Pendant des siècles, les négociants et armateurs marseillais se sont contentés d’exercer un commerce de comptoir autour de la Méditerranée. Comparativement aux ports de l’Atlantique, ils participent plus tardivement à la traite négrière et au commerce triangulaire [1]. Au 18e siècle, les vaisseaux de Georges Roux dit Roux de Corse et d’autres armateurs et négociants vont chercher aux Antilles le cacao, le café, le coton, le sucre. Au 19e siècle, les négociants marseillais sont à la tête de l’expansion du nouvel empire colonial français ouvrant la voie aux interventions militaires et aux administrateurs coloniaux.
La part du commerce colonial est considérable dans l’activité économique de Marseille, qui grâce à l’exploitation des colonies devient une ville en pleine expansion industrielle. Son développement nécessite l’extension du port avec la réalisation du port auxiliaire de la Joliette (1844-1853). La construction d’une grande digue de protection sur le modèle de celle d’Alger, est conçue dès 1833 par Victor Poirel [2]. Pour convaincre l’opinion publique de la nécessité des conquêtes coloniales, de véritables organismes de propagande voient le jour associant scientifiques, médecins, enseignants et artistes.

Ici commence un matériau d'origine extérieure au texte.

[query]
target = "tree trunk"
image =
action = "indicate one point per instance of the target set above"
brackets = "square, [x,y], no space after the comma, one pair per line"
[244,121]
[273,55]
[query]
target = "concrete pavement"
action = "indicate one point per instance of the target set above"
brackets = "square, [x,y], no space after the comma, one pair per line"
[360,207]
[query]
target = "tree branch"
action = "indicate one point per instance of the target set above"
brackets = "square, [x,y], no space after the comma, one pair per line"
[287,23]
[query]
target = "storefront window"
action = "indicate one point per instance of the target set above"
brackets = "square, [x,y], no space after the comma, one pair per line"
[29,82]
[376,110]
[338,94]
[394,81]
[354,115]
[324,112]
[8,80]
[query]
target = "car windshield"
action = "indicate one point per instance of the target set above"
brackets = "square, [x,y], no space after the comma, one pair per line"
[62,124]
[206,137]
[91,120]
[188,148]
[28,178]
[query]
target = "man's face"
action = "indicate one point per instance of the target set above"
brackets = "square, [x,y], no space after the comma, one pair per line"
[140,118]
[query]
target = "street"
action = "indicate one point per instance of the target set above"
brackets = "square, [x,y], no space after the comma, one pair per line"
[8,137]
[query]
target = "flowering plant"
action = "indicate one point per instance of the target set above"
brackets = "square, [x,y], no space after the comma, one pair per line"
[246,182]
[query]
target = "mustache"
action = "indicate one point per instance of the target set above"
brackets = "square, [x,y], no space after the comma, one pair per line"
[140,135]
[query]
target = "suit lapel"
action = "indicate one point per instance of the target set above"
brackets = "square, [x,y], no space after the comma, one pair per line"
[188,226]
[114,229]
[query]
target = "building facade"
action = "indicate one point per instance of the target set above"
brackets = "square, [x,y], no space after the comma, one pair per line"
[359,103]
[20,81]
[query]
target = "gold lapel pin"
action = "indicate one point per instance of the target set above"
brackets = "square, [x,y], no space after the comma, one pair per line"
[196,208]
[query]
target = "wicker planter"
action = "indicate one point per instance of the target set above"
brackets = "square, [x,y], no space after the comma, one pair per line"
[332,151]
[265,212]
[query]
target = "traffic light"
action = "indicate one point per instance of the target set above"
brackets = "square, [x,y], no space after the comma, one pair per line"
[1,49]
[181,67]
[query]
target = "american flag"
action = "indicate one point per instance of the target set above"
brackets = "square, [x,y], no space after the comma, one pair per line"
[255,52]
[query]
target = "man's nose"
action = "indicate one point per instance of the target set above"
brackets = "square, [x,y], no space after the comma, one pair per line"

En 1876, sur une proposition de Ferdinand de Lesseps est créée la Société de géographie de Marseille dont le premier président est Alfred Rabaud de la maison de commerce Rabaud Frères, consul de Zanzibar et de Madagascar. En 1893, le Docteur Édouard Heckel fonde, avec le soutien financier des milieux d’affaires, l’Institut et musée colonial de Marseille. Il est composé d’un musée, d’un laboratoire, d’une bibliothèque, et d’un jardin botanique. Son objectif est l’étude et le bilan des richesses naturelles des colonies. À partir de 1900, les chaires d’enseignement colonial créées par la chambre de commerce y sont intégrées. Les laboratoires d’études des céréales, féculents, et des riz sont équipés de machines permettant d’effectuer des essais industriels : un intérêt pratique pour les minoteries et les fabriques de pâtes et semoules [3].
Élu député en 1887, l’industriel et armateur Jules Charles-Roux est un défenseur actif de la colonisation. Il soutient l’expansion française en Tunisie, au Dahomey et à Madagascar. Il est le fondateur de plusieurs comités coloniaux, président de la Société de géographie de Marseille et de l’Union coloniale française en 1903. En 1900, il devient président de la Compagnie générale transatlantique. Lors de l’Exposition universelle de 1900 de Paris, il obtient une section dédiée aux colonies mais sur un espace relativement réduit. Son projet d’une grande exposition coloniale va naître de sa rencontre avec Édouard Heckel. Pour y parvenir, ils mobilisent la Société de géographie, l’université d’Aix-Marseille, le maire Amable Chanot, le conseil général des Bouches-du-Rhône, le Syndicat d’initiative de Provence et les sociétés scientifiques, artistiques. Les gouverneurs des colonies qui agissent de leur propre initiative apportent également leur soutien. Le gouvernement, plutôt réservé, se contente de donner à l’entreprise un caractère officiel en nommant en 1904, le commissaire général, Jules Charles-Roux et le commissaire général adjoint Édouard Heckel.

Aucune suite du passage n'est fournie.